There are exceptions where the converse is true, however. For example, Ramsey describes a hypothetical, variable workload involving a small quantity of data that requires tens of thousands of nodes of compute power on an irregular basis and for a relatively small amount of time.
“That type of variable workload is well suited to the cloud environment because you don’t want to take the [financial] hit of having that type of environment in place longer term if you don’t need it on an ongoing basis,” he says.
If GSK had not already possessed its own datacentre estate to run the platform out of, the situation could have played out differently, but it is important for enterprises to realise that public cloud is not always the cheapest way to run things – particularly where big data workloads are concerned.
“In many cases, the cloud is actually four to five times more expensive to do the same type of analysis than looking at the fully loaded cost of running an on-premise environment,” says Ramsey.
“Cloud can be easier and faster, potentially, to get started, but there is a point where you have to look at the persistency of data, and – if it’s something you’re going to be doing on an ongoing basis – then you really have to scrutinise the costs.”
Weighing up the benefits of RDIP
RDIP has been in place for a while now, and the team supporting it has grown to about 100-strong.

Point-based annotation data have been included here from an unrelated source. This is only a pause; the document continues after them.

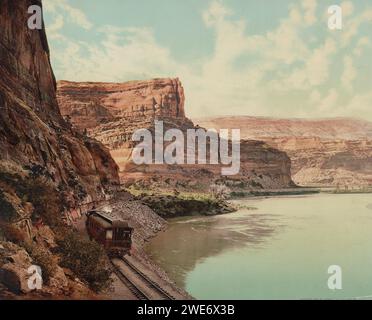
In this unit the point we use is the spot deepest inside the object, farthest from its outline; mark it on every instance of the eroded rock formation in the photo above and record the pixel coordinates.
(112, 112)
(32, 130)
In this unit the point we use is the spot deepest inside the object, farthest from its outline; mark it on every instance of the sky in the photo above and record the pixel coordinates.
(233, 57)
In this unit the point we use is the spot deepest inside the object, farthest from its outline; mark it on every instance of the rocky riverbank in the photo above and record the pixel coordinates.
(147, 224)
(171, 206)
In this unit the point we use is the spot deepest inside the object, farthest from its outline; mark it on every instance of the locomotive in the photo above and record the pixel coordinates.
(114, 234)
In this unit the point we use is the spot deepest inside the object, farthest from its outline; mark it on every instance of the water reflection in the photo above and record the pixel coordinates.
(188, 242)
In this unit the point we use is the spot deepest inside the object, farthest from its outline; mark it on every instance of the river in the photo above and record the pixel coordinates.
(281, 250)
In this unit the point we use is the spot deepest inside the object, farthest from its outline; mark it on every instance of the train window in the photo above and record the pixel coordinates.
(109, 235)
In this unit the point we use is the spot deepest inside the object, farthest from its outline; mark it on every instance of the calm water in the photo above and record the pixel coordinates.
(282, 250)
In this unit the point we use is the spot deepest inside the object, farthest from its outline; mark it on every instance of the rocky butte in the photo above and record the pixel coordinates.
(111, 112)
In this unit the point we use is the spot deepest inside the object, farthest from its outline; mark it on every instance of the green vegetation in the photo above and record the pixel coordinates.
(87, 259)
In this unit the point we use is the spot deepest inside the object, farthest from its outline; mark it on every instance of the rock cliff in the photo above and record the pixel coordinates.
(112, 112)
(46, 167)
(32, 131)
(324, 152)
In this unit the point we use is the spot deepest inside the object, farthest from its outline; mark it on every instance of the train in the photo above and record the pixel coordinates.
(114, 234)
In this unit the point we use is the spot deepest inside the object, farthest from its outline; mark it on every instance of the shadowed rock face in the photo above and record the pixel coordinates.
(32, 130)
(112, 112)
(323, 152)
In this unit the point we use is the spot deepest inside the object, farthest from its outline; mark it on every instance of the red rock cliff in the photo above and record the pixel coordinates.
(32, 130)
(112, 112)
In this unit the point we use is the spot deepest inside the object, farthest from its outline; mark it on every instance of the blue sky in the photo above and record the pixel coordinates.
(234, 57)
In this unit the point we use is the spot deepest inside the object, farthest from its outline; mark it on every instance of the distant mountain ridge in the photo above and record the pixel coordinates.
(324, 152)
(327, 128)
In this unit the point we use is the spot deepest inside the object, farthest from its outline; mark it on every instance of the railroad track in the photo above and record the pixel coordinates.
(139, 294)
(163, 295)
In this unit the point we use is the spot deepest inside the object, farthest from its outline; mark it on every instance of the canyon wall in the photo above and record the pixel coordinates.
(111, 112)
(324, 152)
(33, 134)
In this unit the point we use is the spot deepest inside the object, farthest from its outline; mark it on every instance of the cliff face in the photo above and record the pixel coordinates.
(32, 130)
(112, 112)
(325, 152)
(90, 104)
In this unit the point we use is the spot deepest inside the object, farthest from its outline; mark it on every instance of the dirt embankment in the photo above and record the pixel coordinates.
(147, 224)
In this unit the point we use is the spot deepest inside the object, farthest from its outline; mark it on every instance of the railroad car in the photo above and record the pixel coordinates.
(114, 234)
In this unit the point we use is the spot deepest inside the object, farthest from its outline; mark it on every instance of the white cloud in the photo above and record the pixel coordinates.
(284, 74)
(75, 15)
(349, 73)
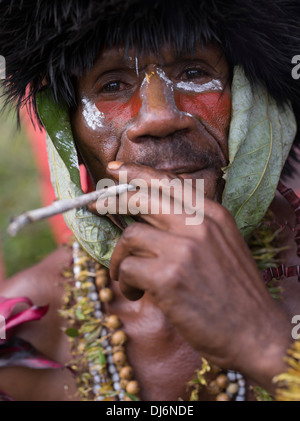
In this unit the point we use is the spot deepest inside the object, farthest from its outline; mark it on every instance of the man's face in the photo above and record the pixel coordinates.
(169, 112)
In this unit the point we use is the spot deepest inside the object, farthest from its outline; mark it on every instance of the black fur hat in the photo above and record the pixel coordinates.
(55, 40)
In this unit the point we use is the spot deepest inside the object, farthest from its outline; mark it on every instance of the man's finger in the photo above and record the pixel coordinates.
(139, 240)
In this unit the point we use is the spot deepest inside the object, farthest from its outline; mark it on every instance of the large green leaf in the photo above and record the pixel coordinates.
(260, 138)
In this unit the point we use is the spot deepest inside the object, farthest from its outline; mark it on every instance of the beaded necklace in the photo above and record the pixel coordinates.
(98, 342)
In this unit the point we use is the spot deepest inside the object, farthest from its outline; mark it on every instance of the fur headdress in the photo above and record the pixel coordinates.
(55, 40)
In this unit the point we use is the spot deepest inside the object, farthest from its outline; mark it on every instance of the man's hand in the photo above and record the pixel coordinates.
(206, 282)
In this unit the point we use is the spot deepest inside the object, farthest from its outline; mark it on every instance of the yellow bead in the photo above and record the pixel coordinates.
(119, 358)
(113, 322)
(126, 372)
(119, 338)
(123, 383)
(232, 388)
(133, 387)
(222, 397)
(106, 295)
(222, 381)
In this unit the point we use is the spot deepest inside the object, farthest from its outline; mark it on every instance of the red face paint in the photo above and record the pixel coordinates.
(212, 107)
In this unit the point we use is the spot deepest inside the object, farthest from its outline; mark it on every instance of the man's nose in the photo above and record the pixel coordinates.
(159, 115)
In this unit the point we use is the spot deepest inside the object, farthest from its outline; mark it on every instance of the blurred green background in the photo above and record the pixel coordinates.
(20, 191)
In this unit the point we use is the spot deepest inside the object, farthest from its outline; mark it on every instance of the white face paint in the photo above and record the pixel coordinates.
(213, 85)
(93, 117)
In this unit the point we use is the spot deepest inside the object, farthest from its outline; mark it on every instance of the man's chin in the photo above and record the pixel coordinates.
(213, 182)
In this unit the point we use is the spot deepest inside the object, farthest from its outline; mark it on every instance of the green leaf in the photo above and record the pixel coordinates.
(96, 234)
(260, 138)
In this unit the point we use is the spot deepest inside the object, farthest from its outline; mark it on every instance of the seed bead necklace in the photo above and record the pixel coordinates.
(98, 342)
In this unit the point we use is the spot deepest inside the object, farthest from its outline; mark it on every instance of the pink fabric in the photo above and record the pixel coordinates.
(37, 140)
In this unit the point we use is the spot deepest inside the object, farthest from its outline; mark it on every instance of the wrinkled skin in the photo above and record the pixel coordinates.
(202, 279)
(182, 292)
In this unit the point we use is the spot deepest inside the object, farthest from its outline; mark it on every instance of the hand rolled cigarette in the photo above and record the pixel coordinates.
(61, 206)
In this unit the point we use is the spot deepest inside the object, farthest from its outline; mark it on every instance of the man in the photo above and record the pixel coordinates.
(160, 91)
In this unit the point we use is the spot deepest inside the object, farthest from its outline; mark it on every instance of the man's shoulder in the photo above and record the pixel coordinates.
(43, 285)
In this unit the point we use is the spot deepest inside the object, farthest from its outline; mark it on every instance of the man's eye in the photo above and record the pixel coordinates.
(113, 87)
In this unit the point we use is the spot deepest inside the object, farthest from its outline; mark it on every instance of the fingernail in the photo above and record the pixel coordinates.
(114, 165)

The productivity benefits it has brought to GSK’s R&D team are sizeable, says Ramsey.
“Before we established this environment, it took three to four days to do one [granular-level genetic] analysis and we had hundreds of thousands of them queued up, and now we can do the same analytics in less than 30 minutes,” he says.
“So moving from four days to 30 minutes enables the scientists to actually get in and really understand the genetic variants.”
The platform has also boosted the ability of GSK’s R&D teams to collaborate and share the results of any experiments they embark upon, as well as compare their findings with what others working in the same field may have come up with years before.
In many cases, this has had the added benefit of enabling its scientists to streamline their own workloads and processes, says Ramsey. “They now understand what experiments have already been conducted, so they don’t have to repeat things in order to progress,” he adds.
The platform is also helping GSK to shift the needle in improving the outcomes of its clinical trials, so that the drugs it tests stand a better chance of going on to become new medicines, because it so much easier now for its scientists to access data from past experiments, for example.
“This means that when they are designing a new clinical trial, they can do a better job of making sure it is done as effectively as possible,” says Ramsey. “They can also look at all the results and characteristics of things that have happened in the past as a way to help influence the discovery of a new medicine.”
And there are other markers of success for the project, with Ramsey pointing out that GSK’s president of R&D, Hal Barron, declared in July 2018 that genetic data analytics will form the starting point for all new medicine developments at the firm.
“I think that is very exciting, that we are now setting some specific objectives for R&D that are focused on data and analytics,” says Ramsey, “and we are on that journey where we are starting to see the benefits, and can see how this will change the way drug discovery is embarked on in future.”